The video is subtly elaborate. Texture is an especially prominent component. The wave-like folds stand out on the long plastic sheet which is laid over the ground that the young ballerina walks upon. The message is inherently written in the billowing sheets: the ballerina must traipse carefully in a convoluted yet uncertain space. This apprehension in the girl is something she easily experiences firsthand while performing in front of others and is also something she internalizes while she is alone. In one particular scene, she lies down in a fetal position, grimacing against the ripples of the white sheet. Her exhaustion at achieving perfection is quiet, but we can see that it is slowly enveloping her.

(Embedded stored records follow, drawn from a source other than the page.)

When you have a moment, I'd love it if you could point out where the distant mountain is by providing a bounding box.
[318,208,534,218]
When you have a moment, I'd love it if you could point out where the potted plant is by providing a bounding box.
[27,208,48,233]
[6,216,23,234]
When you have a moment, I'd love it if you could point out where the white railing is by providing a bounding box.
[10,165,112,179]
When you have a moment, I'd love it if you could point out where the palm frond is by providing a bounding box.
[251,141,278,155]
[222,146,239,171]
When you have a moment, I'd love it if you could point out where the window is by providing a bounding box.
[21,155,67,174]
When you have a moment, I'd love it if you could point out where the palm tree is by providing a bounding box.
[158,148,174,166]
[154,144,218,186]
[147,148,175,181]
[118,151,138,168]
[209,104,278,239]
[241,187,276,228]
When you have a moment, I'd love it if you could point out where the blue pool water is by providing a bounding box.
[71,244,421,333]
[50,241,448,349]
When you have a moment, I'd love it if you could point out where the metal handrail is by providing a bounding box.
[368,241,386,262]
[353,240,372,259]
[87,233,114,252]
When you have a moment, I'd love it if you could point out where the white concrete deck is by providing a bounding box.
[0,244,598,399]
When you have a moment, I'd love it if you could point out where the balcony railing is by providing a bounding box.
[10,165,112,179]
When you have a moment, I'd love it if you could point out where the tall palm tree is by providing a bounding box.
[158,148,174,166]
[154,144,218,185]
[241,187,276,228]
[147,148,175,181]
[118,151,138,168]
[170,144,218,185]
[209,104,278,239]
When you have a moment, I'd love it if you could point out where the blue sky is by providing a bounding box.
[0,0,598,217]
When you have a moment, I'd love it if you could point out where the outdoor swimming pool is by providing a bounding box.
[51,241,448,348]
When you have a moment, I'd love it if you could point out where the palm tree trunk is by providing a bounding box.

The use of the revolving Plexiglas square helps to further drive home how the force of the externalized pressure is affecting her. The young girl in her ballet dress swivels around with her leg held up in a perfect pose. Lights from the colored block pillars surround her representing the attention placed on her from a third party. The close up shot is utilized heavily while she revolves. The idea of the flawless revolving ballerina is contrasted against her discontent demeanor. The addition of her ragged, neglected doll alludes to her uneven emotional state. She is starting to become an emotional mess.
When the girl practices her dancing, it is in the room filled with angular mirrors. To master ballet is the end goal as the girl continually works to refine her craft. The lighting shifts signify the passing of time. The subsequent hours allocated towards honing her craft has driven her to practice displaced of the extremity of time. Her sense of self is lost as ballet consumes her life.
The burden of performance and perfection come to a boiling point during the song’s climactic synth breakdown. From darkness, hands reach out over the shoulders of the girl. These hands are highly symbolic and open to interpretation: Do they embody the control and opinion of society, parents, teachers, coaches, bosses, and/or all of the above? No matter what they represent, the message is evident during the MV’s conclusion. The girl rubs off her fake lashes and smears her lipstick, vestiges of the construction constraining her, before screaming and letting one teardrop fall down her cheek. She is done being controlled by the societal bounds and pressures.
The music video does a remarkable job at exploring the societal burdens placed on Korean youth. Whether it is in dance, academia, or other activities, the relentless pursuit of the prized ideal image or being the best can at times become problematic and cause the Korean youth to suffer. Overall, the MV does an excellent job of presenting a poignant story with great editing and well chosen set pieces.